As soon as the door had closed, Justine said to Dr. Garford: “She is beginning to suffer terribly.”
He answered with the large impersonal gesture of the man to whom physical suffering has become a painful general fact of life, no longer divisible into individual cases. “We are doing all we can.”
“Yes.” She paused, and then raised her eyes to his dry kind face. “Is there any hope?”
Another gesture—the fatalistic sweep of the lifted palms. “The next ten days will tell—the fight is on, as Wyant says. And if any one can do it, that young fellow can. There’s stuff in him—and infernal ambition.”
“Yes: but do you believe she can live—?”
Dr. Garford smiled indulgently on such unprofessional insistence; but she was past wondering what they must all think of her.

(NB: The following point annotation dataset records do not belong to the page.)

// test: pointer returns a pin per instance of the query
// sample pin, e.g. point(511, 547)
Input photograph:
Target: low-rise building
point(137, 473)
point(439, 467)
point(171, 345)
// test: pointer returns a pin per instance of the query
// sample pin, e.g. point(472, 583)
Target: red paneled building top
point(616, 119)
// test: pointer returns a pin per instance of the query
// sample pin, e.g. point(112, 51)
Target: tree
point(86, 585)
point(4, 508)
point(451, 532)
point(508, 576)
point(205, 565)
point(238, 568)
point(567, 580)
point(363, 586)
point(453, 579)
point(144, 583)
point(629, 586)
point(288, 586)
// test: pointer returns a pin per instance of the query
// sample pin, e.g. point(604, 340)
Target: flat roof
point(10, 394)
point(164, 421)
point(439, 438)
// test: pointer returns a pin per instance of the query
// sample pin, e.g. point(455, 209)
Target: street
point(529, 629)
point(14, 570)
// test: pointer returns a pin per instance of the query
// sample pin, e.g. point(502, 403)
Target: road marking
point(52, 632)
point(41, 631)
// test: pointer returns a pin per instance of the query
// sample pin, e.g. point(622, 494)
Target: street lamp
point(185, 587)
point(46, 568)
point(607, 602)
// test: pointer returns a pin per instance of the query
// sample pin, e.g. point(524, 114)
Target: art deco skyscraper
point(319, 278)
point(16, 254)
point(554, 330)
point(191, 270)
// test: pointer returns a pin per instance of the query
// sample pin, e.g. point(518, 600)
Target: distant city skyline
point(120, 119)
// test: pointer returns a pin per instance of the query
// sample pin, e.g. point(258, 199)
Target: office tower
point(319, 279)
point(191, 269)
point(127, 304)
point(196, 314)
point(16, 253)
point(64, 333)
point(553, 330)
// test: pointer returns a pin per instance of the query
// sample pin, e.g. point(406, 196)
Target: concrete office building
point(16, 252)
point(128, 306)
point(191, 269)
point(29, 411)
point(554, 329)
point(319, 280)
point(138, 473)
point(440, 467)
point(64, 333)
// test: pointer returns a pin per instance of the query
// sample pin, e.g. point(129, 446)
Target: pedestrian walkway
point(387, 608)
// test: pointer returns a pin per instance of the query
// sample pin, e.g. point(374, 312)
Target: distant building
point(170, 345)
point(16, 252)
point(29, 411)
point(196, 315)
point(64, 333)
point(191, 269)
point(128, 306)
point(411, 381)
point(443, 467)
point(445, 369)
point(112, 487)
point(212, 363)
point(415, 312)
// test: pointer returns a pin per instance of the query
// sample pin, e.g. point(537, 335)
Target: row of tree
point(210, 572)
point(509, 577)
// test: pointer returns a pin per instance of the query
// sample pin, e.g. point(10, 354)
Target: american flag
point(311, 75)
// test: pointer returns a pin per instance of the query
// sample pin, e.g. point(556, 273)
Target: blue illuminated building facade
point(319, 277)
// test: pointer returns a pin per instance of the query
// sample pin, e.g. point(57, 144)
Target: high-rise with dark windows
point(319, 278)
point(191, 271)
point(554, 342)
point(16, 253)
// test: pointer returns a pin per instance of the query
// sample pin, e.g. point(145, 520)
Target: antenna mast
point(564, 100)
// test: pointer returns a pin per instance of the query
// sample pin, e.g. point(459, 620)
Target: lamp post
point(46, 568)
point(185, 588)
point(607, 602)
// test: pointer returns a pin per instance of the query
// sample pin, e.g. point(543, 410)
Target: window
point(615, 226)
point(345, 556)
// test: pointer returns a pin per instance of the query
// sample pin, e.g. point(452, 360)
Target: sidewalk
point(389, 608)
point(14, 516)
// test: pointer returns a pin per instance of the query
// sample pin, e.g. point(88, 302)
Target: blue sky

“My dear Miss Brent,” he said, “I have reached the age when one always leaves a door open to the unexpected.”
As he spoke, a slight sound at her back made her turn. Wyant was behind her—he must have entered as she put her question. And he certainly could not have had time to descend the stairs, walk the length of the house, ring up New York, and deliver Dr Garford’s message…. The same thought seemed to strike the surgeon. “Hello, Wyant?” he said.